Roxane Gay, New York Times
“[The other passengers] had been afraid, one witness later said in an interview, that Neely might have been armed. Many people feel uncomfortable when confronted with someone in an acute crisis. But certain factors can turn an uncomfortable situation into an intolerable one, such as living in a society where anybody could have a gun, where any agitation can boil over into mass murder…
“An irate neighbor slaying five people with an AR-15-style rifle after a noise complaint in Texas; an unstable Coast Guard veteran killing one and injuring four while attending an appointment with his mother in an Atlanta hospital… Killing a mentally ill man on a train… This is the country we have become.”

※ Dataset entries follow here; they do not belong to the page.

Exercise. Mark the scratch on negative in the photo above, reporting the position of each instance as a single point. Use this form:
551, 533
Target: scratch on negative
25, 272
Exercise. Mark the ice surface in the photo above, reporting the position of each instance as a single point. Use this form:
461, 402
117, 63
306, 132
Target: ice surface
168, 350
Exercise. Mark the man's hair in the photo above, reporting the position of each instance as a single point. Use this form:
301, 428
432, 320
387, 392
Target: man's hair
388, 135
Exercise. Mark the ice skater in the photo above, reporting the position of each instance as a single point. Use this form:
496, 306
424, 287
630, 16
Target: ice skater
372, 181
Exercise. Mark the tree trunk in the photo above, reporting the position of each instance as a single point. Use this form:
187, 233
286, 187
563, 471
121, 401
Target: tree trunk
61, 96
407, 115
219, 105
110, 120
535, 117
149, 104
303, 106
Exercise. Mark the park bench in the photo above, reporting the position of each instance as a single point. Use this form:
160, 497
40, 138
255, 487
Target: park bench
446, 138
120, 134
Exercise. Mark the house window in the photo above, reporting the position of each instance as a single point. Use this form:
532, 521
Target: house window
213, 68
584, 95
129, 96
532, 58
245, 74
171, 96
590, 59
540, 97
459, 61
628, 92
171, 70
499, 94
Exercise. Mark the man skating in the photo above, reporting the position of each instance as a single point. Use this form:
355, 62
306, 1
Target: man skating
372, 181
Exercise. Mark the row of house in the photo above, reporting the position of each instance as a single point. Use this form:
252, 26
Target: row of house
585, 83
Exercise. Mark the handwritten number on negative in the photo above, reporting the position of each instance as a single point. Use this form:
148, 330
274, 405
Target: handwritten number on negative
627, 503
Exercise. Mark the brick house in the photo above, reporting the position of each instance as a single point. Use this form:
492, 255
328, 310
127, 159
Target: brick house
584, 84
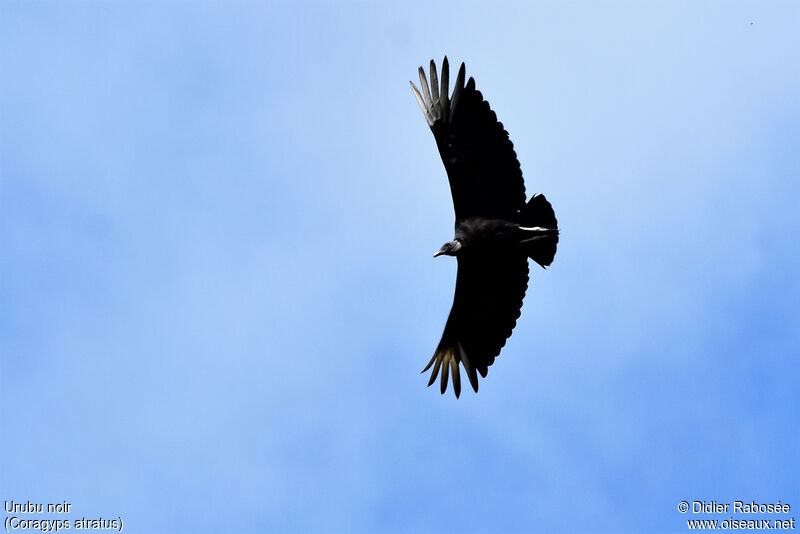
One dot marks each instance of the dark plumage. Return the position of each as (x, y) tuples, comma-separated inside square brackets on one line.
[(496, 230)]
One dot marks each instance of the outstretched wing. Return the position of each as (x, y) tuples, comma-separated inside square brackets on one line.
[(482, 167), (487, 304)]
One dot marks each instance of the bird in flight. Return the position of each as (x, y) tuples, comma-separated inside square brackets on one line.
[(496, 230)]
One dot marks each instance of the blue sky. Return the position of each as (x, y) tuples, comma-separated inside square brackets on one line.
[(217, 291)]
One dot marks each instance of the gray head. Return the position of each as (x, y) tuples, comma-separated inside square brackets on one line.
[(450, 248)]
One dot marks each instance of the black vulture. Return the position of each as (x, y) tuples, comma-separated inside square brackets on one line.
[(496, 230)]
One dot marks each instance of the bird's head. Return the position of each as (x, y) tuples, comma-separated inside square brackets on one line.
[(450, 248)]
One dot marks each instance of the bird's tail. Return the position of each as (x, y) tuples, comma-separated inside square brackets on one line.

Elizabeth Bruenig, The Atlantic
“New York City is one of the wealthiest cities, in one of the wealthiest countries, on Earth, and yet many of us just accept that some of us are starving. Some of us are destitute. Some of us—in fact, tens of thousands of us—have nowhere to live. Indeed, it’s so common to see people sleeping on the street that most of us, myself included, develop a practiced, willful blindness to the problem… Our society is sick, and everything about this murder is a symptom of our collective rot.”
Elie Mystal, The Nation
“Earlier this week in San Francisco, a fifty-seven-year-old homeless woman named Debra Hord died after being robbed and thrown to the ground. Last week, also in San Francisco, an unarmed homeless person named Banko Brown was shot and killed by a Walgreens security guard during an alleged shoplifting attempt. Just three days before that, local news outlets released video footage, from 2021, of a man ruthlessly spraying sleeping homeless people on the sidewalks with a can of bear mace…
“As long as homeless people are seen as an intrinsic and existential threat to public safety and a political nuisance, their lives will be devalued and mostly seen as collateral damage in the fight to clean up a city, whether New York, San Francisco, or anywhere poor people have lost the ability to afford rent.”